The Midnight Queen [23]
"Well!" exclaimed Sir Norman, at once surprised and impatient at
his taciturnity, "Can't you speak man? I want you to tell me all
about it."
"There is nothing to tell, sir," replied the host, goaded to
desperation. "It is an old, deserted ruin that's been here ever
since I remember; and that's all I know about it."
While, he spoke, the crouching shape in the corner reared itself
upright, and keeping his fiery eyes still glaring upon Sir
Norman, advanced into the light. Our young knight was in the act
of raising his glass to his lips; but as the apparition
approached, he laid it down again, untasted, and stared at it in
the wildest surprise and intensest curiosity. Truly, it was a
singular-looking creature, not to say a rather startling one. A
dwarf of some. four feet high, and at least five feet broad
across the shoulders, with immense arms and head - a giant in
everything but height. His immense skull was set on such a
trifle of a neck as to be scarcely worth mentioning, and was
garnished by a violent mat of coarse, black hair, which also
overran the territory of his cheeks and chin, leaving no neutral
ground but his two fiery eyes and a broken nose all twisted awry.

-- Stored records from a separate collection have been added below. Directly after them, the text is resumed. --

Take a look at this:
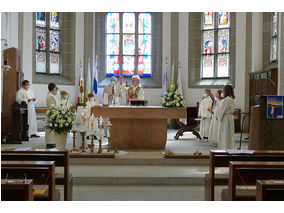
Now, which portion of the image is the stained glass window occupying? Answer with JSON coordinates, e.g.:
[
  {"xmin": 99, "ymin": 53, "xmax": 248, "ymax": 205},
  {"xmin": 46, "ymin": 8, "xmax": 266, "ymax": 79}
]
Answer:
[
  {"xmin": 36, "ymin": 12, "xmax": 46, "ymax": 27},
  {"xmin": 203, "ymin": 12, "xmax": 214, "ymax": 30},
  {"xmin": 123, "ymin": 34, "xmax": 135, "ymax": 55},
  {"xmin": 50, "ymin": 12, "xmax": 59, "ymax": 30},
  {"xmin": 49, "ymin": 30, "xmax": 59, "ymax": 52},
  {"xmin": 217, "ymin": 54, "xmax": 229, "ymax": 78},
  {"xmin": 201, "ymin": 12, "xmax": 231, "ymax": 78},
  {"xmin": 270, "ymin": 12, "xmax": 278, "ymax": 62},
  {"xmin": 106, "ymin": 12, "xmax": 152, "ymax": 76},
  {"xmin": 218, "ymin": 29, "xmax": 230, "ymax": 53},
  {"xmin": 107, "ymin": 13, "xmax": 120, "ymax": 33},
  {"xmin": 49, "ymin": 53, "xmax": 59, "ymax": 74},
  {"xmin": 203, "ymin": 30, "xmax": 214, "ymax": 54},
  {"xmin": 218, "ymin": 12, "xmax": 230, "ymax": 28},
  {"xmin": 36, "ymin": 52, "xmax": 46, "ymax": 73},
  {"xmin": 35, "ymin": 12, "xmax": 60, "ymax": 74},
  {"xmin": 36, "ymin": 28, "xmax": 46, "ymax": 51}
]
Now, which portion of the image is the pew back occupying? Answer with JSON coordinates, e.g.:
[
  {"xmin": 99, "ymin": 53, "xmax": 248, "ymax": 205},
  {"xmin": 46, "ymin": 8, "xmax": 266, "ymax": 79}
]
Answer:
[
  {"xmin": 228, "ymin": 161, "xmax": 284, "ymax": 201},
  {"xmin": 205, "ymin": 150, "xmax": 284, "ymax": 201},
  {"xmin": 1, "ymin": 149, "xmax": 73, "ymax": 201},
  {"xmin": 1, "ymin": 161, "xmax": 55, "ymax": 201}
]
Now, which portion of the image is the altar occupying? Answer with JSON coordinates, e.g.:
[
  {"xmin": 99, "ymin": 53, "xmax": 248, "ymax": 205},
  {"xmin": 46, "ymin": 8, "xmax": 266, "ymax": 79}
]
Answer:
[{"xmin": 91, "ymin": 106, "xmax": 186, "ymax": 150}]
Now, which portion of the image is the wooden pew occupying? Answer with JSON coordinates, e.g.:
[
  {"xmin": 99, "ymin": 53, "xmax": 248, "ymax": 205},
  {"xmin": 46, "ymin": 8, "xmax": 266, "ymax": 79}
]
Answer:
[
  {"xmin": 1, "ymin": 149, "xmax": 73, "ymax": 201},
  {"xmin": 1, "ymin": 179, "xmax": 34, "ymax": 201},
  {"xmin": 1, "ymin": 160, "xmax": 56, "ymax": 201},
  {"xmin": 204, "ymin": 150, "xmax": 284, "ymax": 201},
  {"xmin": 222, "ymin": 161, "xmax": 284, "ymax": 201},
  {"xmin": 256, "ymin": 179, "xmax": 284, "ymax": 201}
]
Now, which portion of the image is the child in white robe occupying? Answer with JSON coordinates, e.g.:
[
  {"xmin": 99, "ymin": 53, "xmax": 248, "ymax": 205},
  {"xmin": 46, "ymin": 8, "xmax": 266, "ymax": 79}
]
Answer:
[
  {"xmin": 198, "ymin": 89, "xmax": 213, "ymax": 139},
  {"xmin": 208, "ymin": 90, "xmax": 222, "ymax": 147},
  {"xmin": 216, "ymin": 85, "xmax": 235, "ymax": 149}
]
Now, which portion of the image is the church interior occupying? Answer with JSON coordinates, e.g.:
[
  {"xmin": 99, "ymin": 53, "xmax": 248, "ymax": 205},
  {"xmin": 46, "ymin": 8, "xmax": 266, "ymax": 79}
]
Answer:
[{"xmin": 1, "ymin": 4, "xmax": 284, "ymax": 208}]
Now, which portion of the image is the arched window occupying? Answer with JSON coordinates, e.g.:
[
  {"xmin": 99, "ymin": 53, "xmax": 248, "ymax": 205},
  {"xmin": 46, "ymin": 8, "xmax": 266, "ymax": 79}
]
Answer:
[
  {"xmin": 35, "ymin": 12, "xmax": 61, "ymax": 74},
  {"xmin": 201, "ymin": 12, "xmax": 231, "ymax": 79},
  {"xmin": 270, "ymin": 12, "xmax": 278, "ymax": 62},
  {"xmin": 105, "ymin": 12, "xmax": 152, "ymax": 76}
]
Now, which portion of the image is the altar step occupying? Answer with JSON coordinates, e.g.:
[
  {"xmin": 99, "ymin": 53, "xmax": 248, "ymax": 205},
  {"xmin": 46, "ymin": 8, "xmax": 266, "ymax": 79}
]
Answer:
[{"xmin": 58, "ymin": 165, "xmax": 213, "ymax": 186}]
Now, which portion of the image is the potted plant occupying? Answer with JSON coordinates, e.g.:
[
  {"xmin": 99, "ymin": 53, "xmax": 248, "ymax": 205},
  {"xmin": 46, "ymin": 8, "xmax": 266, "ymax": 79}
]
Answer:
[
  {"xmin": 162, "ymin": 83, "xmax": 185, "ymax": 107},
  {"xmin": 46, "ymin": 104, "xmax": 74, "ymax": 149}
]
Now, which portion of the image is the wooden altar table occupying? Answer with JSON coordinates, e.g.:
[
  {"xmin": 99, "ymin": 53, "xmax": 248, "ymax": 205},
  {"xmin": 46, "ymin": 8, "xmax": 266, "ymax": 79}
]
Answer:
[{"xmin": 91, "ymin": 106, "xmax": 186, "ymax": 150}]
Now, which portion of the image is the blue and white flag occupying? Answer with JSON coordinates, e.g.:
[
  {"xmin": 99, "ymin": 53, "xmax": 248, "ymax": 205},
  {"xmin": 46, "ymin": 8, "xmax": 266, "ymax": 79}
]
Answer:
[
  {"xmin": 162, "ymin": 61, "xmax": 169, "ymax": 96},
  {"xmin": 93, "ymin": 56, "xmax": 98, "ymax": 94},
  {"xmin": 86, "ymin": 58, "xmax": 92, "ymax": 98}
]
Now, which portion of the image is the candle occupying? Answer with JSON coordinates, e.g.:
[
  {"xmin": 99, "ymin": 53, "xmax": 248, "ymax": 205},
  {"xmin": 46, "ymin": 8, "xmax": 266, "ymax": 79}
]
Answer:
[{"xmin": 90, "ymin": 114, "xmax": 94, "ymax": 131}]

On a pair of short, stout legs he wore immense jack-boots, his
Herculean shoulders and chest were adorned with a leathern
doublet, and in the belt round his waist were conspicuously stuck
a pair of pistols and a dagger. Altogether, a more ugly or
sinister gentleman of his inches it would have been hard to find
in all broad England. Stopping deliberately before Sir Norman,
he placed a hand on each hip, and in a deep, guttural voice,
addressed him:
"So, sir knight - for such I perceive you are - you are anxious
to know something of that old ruin yonder?"
"Well," said Sir Norman, so far recovering from his surprise as
to be able to speak, "suppose I am? Have you anything to say
against it, my little friend?"
"Oh, not in the least!" said the dwarf, with a hoarse chuckle.
Only, instead of wasting your breath asking this good man, who
professes such utter ignorance, you had better apply to me for
information."
Again Sir Norman surveyed the little Hercules from head to foot
for a moment, in silence, as one, nowadays, would an intelligent
gorilla.
"You think so - do you? And what may you happen to know about
it, my pretty little friend?"
"O Lord!" exclaimed the landlord, to himself, with a frightened
face, while the dwarf "grinned horribly a ghastly smile" from ear
to ear.
"So much, my good sir, that I would strongly advise you not to go
near it, unless you wish to catch something worse than the
plague. There have been others - our worthy host, there, whose
teeth, you may perceive, are chattering in his head, can tell you
about those that have tried the trick, and - "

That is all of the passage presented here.